Additionally, I want to make it usable on regular people's local computers, which means that large models can't be used. Achieving both a small model size and naturalness at the same time is challenging, so I'm considering sacrificing some default voice quality for a smaller model size. This might not be much of an issue if there's a large amount of data available.

Well, having different opinions isn't necessarily a bad thing. We can simply adjust the UI according to the voice synthesis model...!

日本語 詳細ありがとうございます!! おかげでかなり鮮明に英語TTSのイメージできるようになってきました!! ちょっと時代遅れかもしれませんが、自分にはいくつかの独自の思想があります。 自分が作りたいのは「キャラクター音声合成(VOICEROIDのような)」で、その主な利用目的はゲーム実況になります。未知語の多いこのドメインでは、ユーザーの調整無しで自然な音声を合成できないと思っています。例えばポケモンのゲーム実況だと未知語ばかりなはずです。未知語の発音を修正できるアプリケーションじゃないとステージに立てない、と思っています。 あと、普通の人のローカルパソコンで使えるようにしたいのですが、この場合大きなモデルを使えないんですよね。小さいモデルと自然さを同時に実現することは難しいので、デフォルトで作られた音声の自然さをある程度犠牲にして、モデルサイズを小さくすることを考えています。これはデータ数が多ければ意外と問題にならないかもです。 まあ、主張が異なるのは悪いことではないはずです。音声合成モデルによってUIを変えればいいだけなので・・・!
Patchethium commented 1 year ago

I'm not saying tuning isn't sweet, but just explaining why the big enterprises don't have interest in improving user accessibility. I'd definitely be happy to see an English TTS with pitch tuning, allows to edit phoneme, runs locally so I don't have to tolerate coqui-studio's 502 bad gateway.
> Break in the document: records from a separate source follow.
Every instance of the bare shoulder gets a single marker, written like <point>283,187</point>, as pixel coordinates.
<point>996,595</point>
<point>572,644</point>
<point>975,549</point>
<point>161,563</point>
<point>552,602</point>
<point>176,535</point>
BTW saying Pokemon, I copied a few pokemon's names into Elevenlab and it says them all very properly. I think it's because g2p in English itself is an easy task, I once made a single LSTM seq2seq model to do train on cmudict, and it already got 90% accuracy on test set.

Hiroshiba commented 1 year ago

I see... Are those recent Pokemon names that are not included in the dictionary? If so, it might be that there's a very low chance of getting them wrong in the first place.

日本語 なるほど・・・。それは(辞書に含まれていない)最近のポケモンの名称でしょうか。だとしたらそもそも間違うこと自体がとても少ないのかもしれませんね・・・。
Patchethium commented 1 year ago

Elevenlabs in deed has a good g2p model, it can even handle nonsense words I ask chatgpt to make up like Flimble and Quink, very decently. G2p in English is not a problem, as I mentioned.

Hiroshiba commented 1 year ago

That's impressive. Do you happen to know if g2p_en achieves similar accuracy? If it performs at the same level as Elevenlabs, it seems like we could lower the priority of the reading correction feature a bit.

日本語 素晴らしいです。`g2p_en`も同じくらいの精度が出るかご存知だったりしますか? `Elevenlabs`と同じくらいの性能なのであれば、読みの修正機能は少し優先度を下げても良さそうに思いました。
Patchethium commented 1 year ago

I don't think we need to spend more time on this topic. As I've said before, reading correction is always better than nothing and I am 100% supporting fitting one into the GUI. Just set off and go already, contributors will add these if they think necessary.